On Friday, thousands showed up at real estate sales offices, particularly those marketing new developments whose homes would have been eligible for Lapid’s discount.
Roni Cohen, CEO of Eldar Marketing, which is responsible for sales for 70 projects around Israel, said the company’s sales centers in Rosh Ha’ayin, Be’er Yaakov, Or Akiva, Yavne and Harish saw some 1,000 potential customers.
Since last Tuesday, when it became clear that Lapid’s plan was halted, the sales offices have been seeing extremely heavy traffic, said Cohen. The number of visitors on Friday was a record for the past six months.
Eliahu Cohen, head of marketing at Dona, said some 500 people showed up at sales offices in Ashkelon, Harish and Rosh Ha’ayin over the course of five hours on Friday. Other marketing managers reported equally brisk traffic.

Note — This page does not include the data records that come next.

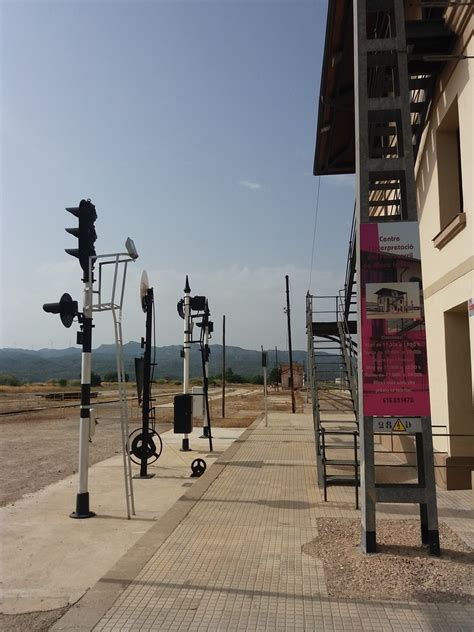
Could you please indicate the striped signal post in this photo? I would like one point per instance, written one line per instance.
(85, 252)
(186, 351)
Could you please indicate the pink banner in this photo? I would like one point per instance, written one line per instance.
(393, 345)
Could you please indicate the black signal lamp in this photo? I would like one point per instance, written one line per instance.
(66, 308)
(85, 233)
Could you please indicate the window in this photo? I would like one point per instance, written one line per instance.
(448, 154)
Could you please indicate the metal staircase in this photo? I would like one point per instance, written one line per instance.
(332, 371)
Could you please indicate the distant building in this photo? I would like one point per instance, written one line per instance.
(298, 375)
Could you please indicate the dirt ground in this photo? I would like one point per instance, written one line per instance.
(41, 448)
(400, 569)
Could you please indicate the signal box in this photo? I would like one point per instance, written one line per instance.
(183, 414)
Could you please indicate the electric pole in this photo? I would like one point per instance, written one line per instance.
(293, 406)
(223, 366)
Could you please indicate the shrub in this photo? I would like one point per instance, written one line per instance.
(7, 379)
(112, 376)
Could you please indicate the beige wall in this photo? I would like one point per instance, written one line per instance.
(448, 275)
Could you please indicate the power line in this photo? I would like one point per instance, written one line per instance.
(314, 233)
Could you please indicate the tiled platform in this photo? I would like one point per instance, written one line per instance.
(233, 561)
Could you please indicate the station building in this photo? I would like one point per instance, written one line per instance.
(440, 50)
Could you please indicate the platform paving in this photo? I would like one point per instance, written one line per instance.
(228, 555)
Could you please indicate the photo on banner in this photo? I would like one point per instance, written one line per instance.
(394, 362)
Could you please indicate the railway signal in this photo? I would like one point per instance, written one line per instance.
(86, 235)
(66, 308)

Meanwhile, another plan championed to ease home prices whose fate was tied to that of Lapid’s zero-VAT plan may actually be getting underway regardless, albeit to a more limited extent than planned. The so-called target price plan, which had been put forward by the Housing and Construction Ministry, had called for selling state land to contractors who agreed to sell homes at a discount. Previous decisions had stated that this plan would get underway only once Lapid’s zero-VAT plan was legislated.
On Sunday, the Finance Ministry announced that the target price plan would get underway anyway, although homes sales would be targeted mostly at first-time buyers.
Last week, treasury officials had stated that they saw no reason to unlink this program from the zero-VAT plan, meaning it would essentially be shelved as well.
In the announcement, the ministry stated that some 70% of homes built under the target price plan would be slated for first-time buyers, while the remainder could be bought by homeowners or investors. Homes would be priced at up to 1.9 million shekels, down from 2 million shekels in the previous plan.
Previously, the plan had not called for giving preference to first-time buyers, which made Finance Ministry officials fear that most would be sold to more established homeowners or investors, who generally have more financial means than first-time buyers.
In a meeting with the Finance Ministry budgets director, representatives of the Israel Lands Authority budget division, the Housing Ministry director general and the chairman of the National Economic Council agreed on these changes to the plan. The changes are pending an opinion from the attorney general as to whether these types of changes can be made to a cabinet decision at this time, when the country is preparing for an election.
Under Sunday’s decision, homes were to be allocated based on lottery.
Contractors participating in the program will have to commit to sell homes for some 20% under the current market price.